TJ starts. He was staring outside the window. “I guess.”
“Most people choose when to tell their family or friends. Did your family know before?”
He thinks of his brother sitting on the edge of the bed at 4:30am. They know. “No.” Then he adds. “My twin did.”
“How did they react?”
He laughs but then he remembers that people don’t really know his parents. They didn’t watch his mother cry the entire week the world found out that there was a gay boy in the White House. His father barely spoke to him. He only addressed it years later during his second run, slightly drunk and enjoying the good news of his amazing numbers late in the race. “It was hard in the beginning, son. I still don’t know what to say to you.” He says all of this to Dr. Lindley without much emotion but his heart is racing. He needs a hit. He can’t think about those times without some coke in him.

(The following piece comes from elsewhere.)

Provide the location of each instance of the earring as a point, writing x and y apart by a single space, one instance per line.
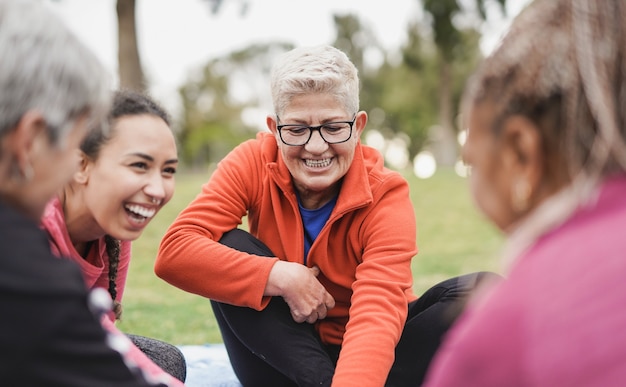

Dr. Lindley is staring at him. “It was your father who brought you here.”
“Yes.”
“What would you change about your life if you could?”
He thinks about the piano. He spent most of his time during his first stint flexing old muscles, adjusting his posture and relearning old favorites. His parents stopped hiring teachers when the last two ended up in messy affairs that only made the papers during his mother’s run for presidency. He has many regrets but this one is a big one. He waits for the third session to answer that question.
He isn’t ready to leave when the car sends for him 15 days later but his absence is staring to become noticeable. In the car, there’s a staff member waiting for him inside with a statement prepped and ready to go. “Your brother will be waiting for you at the airport in Dallas.”
She doesn’t tell him where he will be speaking and he doesn’t ask. He has most of the speech committed to memory before they reach the airport. The private plane is ready to go and his hesitation must stir something in this staffer he doesn’t know because she comes to him and lays a hand on his shoulder, “I’m sorry, TJ.”
“Don’t be.” He says finally moving towards the plane. “I’m used to it.”